Japan, 2012-2016

Not everyone knows that Japan has its own aboriginal people. The Ainu, the ‘white people’ as they were called by last century ethnographers for their caucasian features, are still little known outside Japan. On average, even the Japanese do not know much about Ainu history and culture. Some have even claimed the Ainu don’t exist anymore. Remembered by most for their picturesque tattooed lips and bear ritual sacrifices, the Ainu today are still battling to be fully recognized. In the wake of the 2020 Olympics, the Ainu are raising their voices to achieve full acknowledgement at home and abroad, in a struggle against invisibility that has never halted.

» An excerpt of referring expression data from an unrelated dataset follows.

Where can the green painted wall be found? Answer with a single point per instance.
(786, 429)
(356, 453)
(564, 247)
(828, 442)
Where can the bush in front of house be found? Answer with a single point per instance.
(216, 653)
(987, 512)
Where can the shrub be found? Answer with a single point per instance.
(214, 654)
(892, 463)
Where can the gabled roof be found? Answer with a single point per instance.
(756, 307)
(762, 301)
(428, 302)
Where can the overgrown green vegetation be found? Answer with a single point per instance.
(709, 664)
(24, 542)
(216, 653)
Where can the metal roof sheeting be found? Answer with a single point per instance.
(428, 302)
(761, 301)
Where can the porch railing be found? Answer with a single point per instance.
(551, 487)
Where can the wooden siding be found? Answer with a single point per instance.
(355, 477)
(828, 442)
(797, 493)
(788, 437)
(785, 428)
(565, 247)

The Ainu of Hokkaido were officially recognized as an indigenous people of Japan only in 2008, after a history of colonization and forced assimilation that almost completely effaced their society, language and culture. Today the Ainu community is in the double process of both preserving and reinventing what survives of their culture. Individuals and groups across Japan are involved in the preservation and revitalization of Ainu culture, in the recovering of their own language, and in reclaiming their rights. This process has intensified in the past years.

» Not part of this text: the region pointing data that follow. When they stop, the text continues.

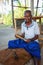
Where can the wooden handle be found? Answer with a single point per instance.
(18, 36)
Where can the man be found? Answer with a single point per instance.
(30, 31)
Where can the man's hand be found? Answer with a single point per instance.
(28, 40)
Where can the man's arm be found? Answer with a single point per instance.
(32, 39)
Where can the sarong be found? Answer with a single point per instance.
(32, 47)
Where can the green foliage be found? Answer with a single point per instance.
(19, 12)
(7, 19)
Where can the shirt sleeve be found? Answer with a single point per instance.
(22, 28)
(37, 30)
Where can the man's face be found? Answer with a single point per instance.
(27, 17)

It is officially estimated that there are around 25,000 people of Ainu descent in Japan. However, this figure cannot be verified: through forced Japanization, the Ainu were stopped from speaking their language, were assigned Japanese names, and their religion and rituals, including the women’s tattoos and the Iyomante bear sacrifice, were banned. Later many Ainu decided to hide their ethnic background to escape discrimination. Unless someone decides to let others know that they are Ainu, it would be difficult to know of their background. Moreover, ethnic physical features are now less visible, and sometimes impossible to detect, after decades of mixing with the Japanese.

Between the late 1800s and the early 1900s, foreign travelers and ethnographers, such as Isabella Bird and Fosco Maraini, met and studied the Ainu, leaving accounts of their disappearing lifestyle. By the 1950s Ainu- themed tourism was already starting to boom; even today, in villages such as Shiraoi and Akan, the Ainu community perform dances and carve souvenirs for tourists. By the 2020 Olympics the Ainu museum of Shiraoi will be implemented to attract more visitors and become an international attraction. In other smaller centers such as Nibutani, a Hokkaido village where the population of Ainu descent is over 70%, there are few tourists. The village has been a prominent site of Ainu history and culture. Surrounded by mountains and forests, Nibutani is cut in half by a major state highway. The road runs almost parallel to the Saru, a sacred river to its indigenous people. Only those with a keen interest in Ainu culture come to visit the local museums. Nibutani, where most of the portraits were taken, is a tight-knit community of around 400 people. Here, personal stories show how the Ainu legacy has been shaping villages and communities across Japan’s northernmost island.